Regional identity and nationhood in the history of design, craft and art
The politics of production: handicraft and industrial processes
The aesthetics of modern decoration reconciling nature and the machine age
My research centres on the history of decoration in France between 1870 and 1968. The relationships between materiality, design writing and the communication of private and public identity have led me to investigate the role of decorative objects and environments in forging Republican and regional cultural politics. My publications examine a variety of creative production including murals, glass, furniture, jewellery, tapestry, interior and garden design and exhibition scenography. Further questions that interest me are the ways in which decoration has been formulated as an ideological construct and gendered practice as well as moral and pragmatic dilemmas within industrial and handicraft production processes and sympathies and tensions between pantheistic organicism, natural science and the machine age.

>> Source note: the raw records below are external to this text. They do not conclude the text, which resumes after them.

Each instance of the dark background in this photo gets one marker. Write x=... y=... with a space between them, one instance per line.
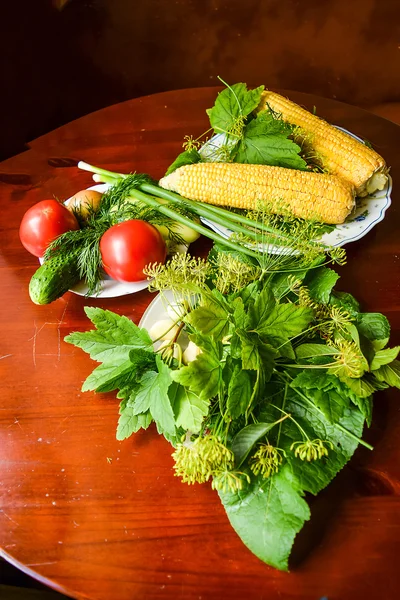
x=61 y=59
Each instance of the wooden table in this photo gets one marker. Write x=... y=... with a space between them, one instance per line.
x=96 y=518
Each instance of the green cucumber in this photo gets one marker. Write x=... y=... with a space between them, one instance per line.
x=55 y=277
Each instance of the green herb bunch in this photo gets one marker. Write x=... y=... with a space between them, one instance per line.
x=276 y=399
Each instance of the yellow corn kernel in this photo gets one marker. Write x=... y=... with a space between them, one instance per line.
x=334 y=150
x=304 y=194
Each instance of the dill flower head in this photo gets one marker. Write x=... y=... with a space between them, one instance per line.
x=350 y=360
x=199 y=460
x=233 y=274
x=266 y=460
x=190 y=143
x=311 y=449
x=182 y=270
x=336 y=320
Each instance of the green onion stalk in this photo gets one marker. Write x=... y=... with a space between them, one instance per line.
x=151 y=194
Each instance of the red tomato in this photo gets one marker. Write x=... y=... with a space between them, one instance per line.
x=128 y=247
x=43 y=223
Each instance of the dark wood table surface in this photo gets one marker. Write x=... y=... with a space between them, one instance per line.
x=97 y=518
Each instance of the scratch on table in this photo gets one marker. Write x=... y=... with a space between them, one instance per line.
x=16 y=422
x=53 y=562
x=8 y=517
x=38 y=330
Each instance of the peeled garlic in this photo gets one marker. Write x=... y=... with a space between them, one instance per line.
x=166 y=329
x=168 y=351
x=176 y=310
x=190 y=353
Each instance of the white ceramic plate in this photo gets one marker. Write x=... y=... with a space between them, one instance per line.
x=370 y=211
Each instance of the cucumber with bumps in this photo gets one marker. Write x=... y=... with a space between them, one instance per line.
x=53 y=278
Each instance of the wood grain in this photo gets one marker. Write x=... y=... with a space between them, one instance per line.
x=96 y=518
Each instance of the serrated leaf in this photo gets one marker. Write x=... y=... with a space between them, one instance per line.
x=130 y=423
x=260 y=309
x=255 y=353
x=325 y=391
x=320 y=283
x=107 y=377
x=384 y=357
x=244 y=441
x=233 y=102
x=286 y=321
x=239 y=393
x=268 y=518
x=189 y=409
x=314 y=350
x=346 y=301
x=266 y=142
x=152 y=395
x=112 y=340
x=203 y=376
x=374 y=326
x=212 y=321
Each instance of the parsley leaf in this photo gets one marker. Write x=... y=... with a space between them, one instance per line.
x=268 y=517
x=320 y=282
x=265 y=142
x=188 y=407
x=203 y=376
x=112 y=340
x=233 y=102
x=152 y=396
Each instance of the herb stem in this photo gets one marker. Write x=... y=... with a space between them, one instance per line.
x=338 y=425
x=139 y=195
x=210 y=211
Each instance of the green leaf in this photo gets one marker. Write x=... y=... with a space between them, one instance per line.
x=374 y=326
x=384 y=357
x=314 y=350
x=267 y=518
x=189 y=409
x=320 y=282
x=188 y=157
x=256 y=354
x=260 y=310
x=390 y=374
x=153 y=395
x=233 y=102
x=203 y=376
x=346 y=301
x=325 y=391
x=363 y=387
x=115 y=336
x=314 y=476
x=107 y=377
x=365 y=406
x=285 y=321
x=244 y=441
x=239 y=393
x=130 y=423
x=266 y=142
x=210 y=320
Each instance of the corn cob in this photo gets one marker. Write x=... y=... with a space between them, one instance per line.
x=304 y=194
x=334 y=150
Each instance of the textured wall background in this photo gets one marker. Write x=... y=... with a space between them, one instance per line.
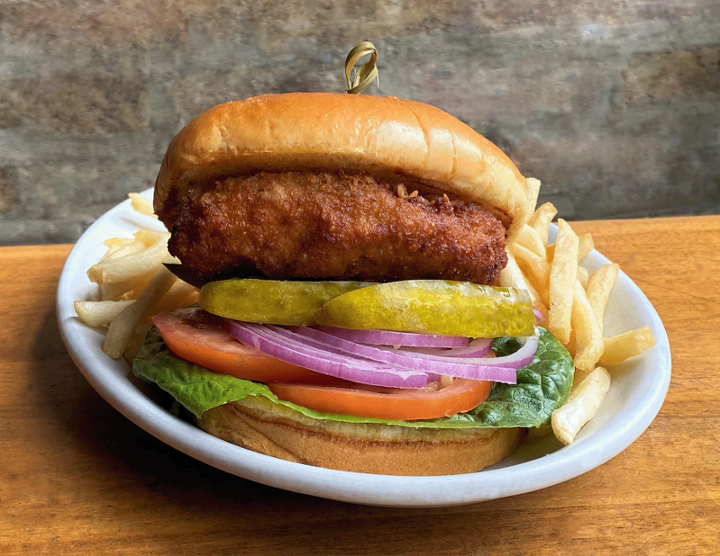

My current project is an interdisciplinary cultural history examining how designed objects and environments embodied rival French identities since 1870. The argument focuses on the local creative industries of three borderland spaces: glass produced during the annexation and post-1918 recuperation of Alsace-Lorraine; tapestry woven in Aubusson in the central region of the Creuse which became a crossroads between zones during the 1940-4 Occupation and interior design for the international border spaces of transport design and high office in the 1960s.